Neither was accessible, and casualty figures could not be confirmed.
Witnesses
in Ghanikhel on Saturday told reporters that 10 people were missing and 20
injured, but the numbers appear to have been exaggerated in the excitement
just after the explosion. The death of the young woman was the only
confirmed fatality, though Abdullah, the chief spokesman and foreign
minister of the Northern Alliance, said two people died.
Abdullah,
speaking to reporters last night, called the bombing of Ghanikhel a
"tragic mistake," but he said such incidents were
"inevitable" in times of war, especially along a front line that
stretches for more than 600 miles in various locations.
"We
should bear in mind it's quite a lengthy front line, and this was the
first time" a bomb struck civilians in areas under control of the
Northern Alliance, he said.
Abdullah
praised the increased intensity of bombing Saturday, which followed
several days of complaints from Northern Alliance commanders about what
they saw as the indolent pace of the American attacks.
"If
yesterday's type of bombing becomes the standard, our objectives could be
achieved much quicker," Abdullah said.
But
the skies over the Shomali Plain, where the front line stretches over a
broad basin about 25 miles north of Kabul, were relatively quiet yesterday
as few jets flew overhead.
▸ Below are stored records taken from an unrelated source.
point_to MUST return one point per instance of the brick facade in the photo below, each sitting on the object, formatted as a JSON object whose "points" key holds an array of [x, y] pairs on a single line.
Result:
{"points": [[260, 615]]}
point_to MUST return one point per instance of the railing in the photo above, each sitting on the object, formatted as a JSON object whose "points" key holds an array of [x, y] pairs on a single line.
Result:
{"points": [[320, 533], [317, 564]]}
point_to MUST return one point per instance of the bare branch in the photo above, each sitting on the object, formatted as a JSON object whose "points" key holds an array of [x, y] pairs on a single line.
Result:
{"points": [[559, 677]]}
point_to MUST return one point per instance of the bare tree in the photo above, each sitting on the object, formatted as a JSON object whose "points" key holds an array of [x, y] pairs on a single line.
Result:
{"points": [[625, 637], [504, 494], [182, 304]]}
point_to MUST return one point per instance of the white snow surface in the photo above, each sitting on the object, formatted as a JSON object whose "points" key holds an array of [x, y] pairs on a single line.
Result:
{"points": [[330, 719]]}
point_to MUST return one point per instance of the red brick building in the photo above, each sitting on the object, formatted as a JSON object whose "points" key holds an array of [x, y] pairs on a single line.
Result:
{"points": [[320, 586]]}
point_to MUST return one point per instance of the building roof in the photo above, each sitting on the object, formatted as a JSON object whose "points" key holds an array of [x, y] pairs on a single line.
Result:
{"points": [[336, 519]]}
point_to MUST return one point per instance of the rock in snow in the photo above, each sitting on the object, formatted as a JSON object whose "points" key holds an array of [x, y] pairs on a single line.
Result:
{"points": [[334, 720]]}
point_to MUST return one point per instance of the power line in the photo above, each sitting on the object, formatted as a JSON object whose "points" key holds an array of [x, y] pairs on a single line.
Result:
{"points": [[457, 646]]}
The occasional thump of distant weapons came
from tanks and artillery, rather than aerial bombing.
Abdullah
said other fronts were calm where Northern Alliance soldiers were expected
to make advances, including the lines around the key northern city of
Mazar-e Sharif.
In
Ghanikhel, there were mixed reactions to the bombing. Reporters who
visited the village a few hours after the bomb struck were met with
hostility.
But
yesterday morning, the anger had subsided, though some people were still
angry when questioned.
"If
the United States repeats this action again, we will stand against them as
we stood against the Russians," said Abdul Jan, who identified
himself as a local commander. "If they cannot destroy our enemies,
they should just stop bombing."
Mirza
Khan, 35, who was outside his house when the bomb killed his wife,
extended his hand and accepted condolences from foreign journalists who
crowded into the village yesterday to crawl over the rubble of his house,
where a thick layer of dust covered a bird cage, a half-buried bicycle,
and a clock on the wall, stopped at 4:25 p.m.
"We
know it was a mistake," Khan said. "But they should be more
careful. If they're going to bomb here, they should evacuate this
place."
Khan
said that his palsied hands trembled more than usual, and that he suffered
from an intense headache.
"The
pain is circling everywhere," he said, motioning around his head with
his hand.
Khan
said he heard nothing before the bomb struck his house. Photographed by a
British Sky News television crew, the bomb left the outside position of
the right wing of a Navy F/A-18 Hornet and fell straight down.
Khan,
who last saw his wife sewing in an upstairs room, was standing a few
hundred yards away when the explosion knocked him down and filled the air
with dust of what used to be his home.
He
and his two brothers moved to Ghanikhel only a month ago. They were forced
to evacuate their village, Sangi Burida, after it came under threat from a
Taliban advance on the front line.
The
three brothers occupied separate apartments in the house. There were 15
members of their family in the dwelling, now destroyed.
"We
came here because we thought this place was safe," he said.